Scientists Are Working on a Robotic Sleeve That Could Help Your Heart Beat

The sleeve, developed by Harvard and Boston Children's Hospital, squeezes the heart to keep it pumping.

Researchers from Harvard and Boston Children’s Hospital want you to wear your sleeve on your heart.

A team of scientists is at work on a soft robotic sleeve that could encase a faltering heart and help restore its function.

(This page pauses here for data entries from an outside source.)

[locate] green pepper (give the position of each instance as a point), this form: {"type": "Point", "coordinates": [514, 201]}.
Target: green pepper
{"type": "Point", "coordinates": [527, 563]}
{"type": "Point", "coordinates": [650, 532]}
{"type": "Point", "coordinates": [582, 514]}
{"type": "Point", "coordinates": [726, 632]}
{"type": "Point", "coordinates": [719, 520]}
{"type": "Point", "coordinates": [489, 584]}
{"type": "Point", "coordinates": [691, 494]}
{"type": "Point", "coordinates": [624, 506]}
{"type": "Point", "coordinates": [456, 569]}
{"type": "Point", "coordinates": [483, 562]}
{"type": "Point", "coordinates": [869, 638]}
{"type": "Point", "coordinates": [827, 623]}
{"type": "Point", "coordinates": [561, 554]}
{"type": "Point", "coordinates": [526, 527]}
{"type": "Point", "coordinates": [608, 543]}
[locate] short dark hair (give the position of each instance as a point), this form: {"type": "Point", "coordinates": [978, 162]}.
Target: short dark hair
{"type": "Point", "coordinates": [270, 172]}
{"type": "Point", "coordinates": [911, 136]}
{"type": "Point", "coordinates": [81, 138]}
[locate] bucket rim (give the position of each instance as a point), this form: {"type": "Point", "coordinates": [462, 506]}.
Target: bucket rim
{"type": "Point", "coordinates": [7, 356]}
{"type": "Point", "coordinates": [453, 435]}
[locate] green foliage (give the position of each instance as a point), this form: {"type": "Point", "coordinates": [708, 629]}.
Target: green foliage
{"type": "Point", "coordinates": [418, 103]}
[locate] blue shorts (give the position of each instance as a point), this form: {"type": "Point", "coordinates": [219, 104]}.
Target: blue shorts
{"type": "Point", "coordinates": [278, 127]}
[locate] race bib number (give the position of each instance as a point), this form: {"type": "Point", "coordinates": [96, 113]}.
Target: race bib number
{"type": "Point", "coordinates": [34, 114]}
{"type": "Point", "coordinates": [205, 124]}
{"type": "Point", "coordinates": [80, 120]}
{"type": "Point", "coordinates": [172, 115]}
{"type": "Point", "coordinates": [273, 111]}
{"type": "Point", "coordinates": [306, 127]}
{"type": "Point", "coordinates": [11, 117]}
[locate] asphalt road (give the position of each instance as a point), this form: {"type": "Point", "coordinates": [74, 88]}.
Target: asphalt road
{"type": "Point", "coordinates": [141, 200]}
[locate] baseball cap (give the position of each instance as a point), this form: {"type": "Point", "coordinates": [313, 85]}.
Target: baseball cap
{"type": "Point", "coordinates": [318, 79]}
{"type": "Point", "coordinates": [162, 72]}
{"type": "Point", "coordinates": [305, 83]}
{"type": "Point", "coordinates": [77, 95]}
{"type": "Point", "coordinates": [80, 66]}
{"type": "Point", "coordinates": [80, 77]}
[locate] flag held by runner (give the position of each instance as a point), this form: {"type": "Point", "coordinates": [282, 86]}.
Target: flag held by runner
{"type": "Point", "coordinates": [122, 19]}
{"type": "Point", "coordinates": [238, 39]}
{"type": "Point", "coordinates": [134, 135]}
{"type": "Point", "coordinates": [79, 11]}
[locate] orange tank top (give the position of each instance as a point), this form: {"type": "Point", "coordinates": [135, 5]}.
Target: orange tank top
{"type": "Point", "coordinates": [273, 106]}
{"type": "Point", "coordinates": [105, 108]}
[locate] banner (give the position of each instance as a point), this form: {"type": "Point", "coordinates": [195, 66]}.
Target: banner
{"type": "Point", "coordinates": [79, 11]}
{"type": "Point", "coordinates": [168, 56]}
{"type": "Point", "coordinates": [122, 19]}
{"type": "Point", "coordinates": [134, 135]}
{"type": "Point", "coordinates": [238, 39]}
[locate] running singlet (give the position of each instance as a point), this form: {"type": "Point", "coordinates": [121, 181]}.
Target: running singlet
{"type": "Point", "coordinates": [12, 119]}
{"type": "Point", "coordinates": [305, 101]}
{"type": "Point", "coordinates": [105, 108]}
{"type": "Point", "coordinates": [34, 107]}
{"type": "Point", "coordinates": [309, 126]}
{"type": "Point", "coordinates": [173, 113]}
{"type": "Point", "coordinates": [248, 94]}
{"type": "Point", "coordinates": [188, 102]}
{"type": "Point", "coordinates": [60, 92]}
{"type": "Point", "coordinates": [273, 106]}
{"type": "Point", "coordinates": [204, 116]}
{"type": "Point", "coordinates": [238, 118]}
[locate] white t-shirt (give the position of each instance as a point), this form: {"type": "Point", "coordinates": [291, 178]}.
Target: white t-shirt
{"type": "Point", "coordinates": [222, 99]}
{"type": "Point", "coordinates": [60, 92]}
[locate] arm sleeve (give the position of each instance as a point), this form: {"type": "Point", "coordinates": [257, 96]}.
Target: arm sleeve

So far, the concept has been successfully tested in six pigs, and humans could be next.

“The soft robotic sleeve can be customized to patient-specific needs and may have the potential to act as a bridge to transplant for patients with heart failure,” the researchers wrote in a paper published in Science Translational Medicine Wednesday.

The sleeve, which is outfitted with artificial muscles powered by compressed air, works by squeezing, twisting, and relaxing with the heart, imitating its natural movements and helping it function properly. Since the robot sits outside the heart, blood would not run through the device—as it does with conventional heart pumps—which could cut down on required medication and possible complications. As the researchers note in the paper, the sleeve could also be customized based on a patient’s specific disease, heart condition, and heartbeat.

While the new study shows proof of concept, the researchers stress that more animal testing, and more long-term testing, is necessary before a sleeve finds its way to a human heart. If the team finds success, however, it could mean big things for the medical community. With only about 2,000 donor hearts transplanted each year, new innovations stand to save hundreds and thousands of lives.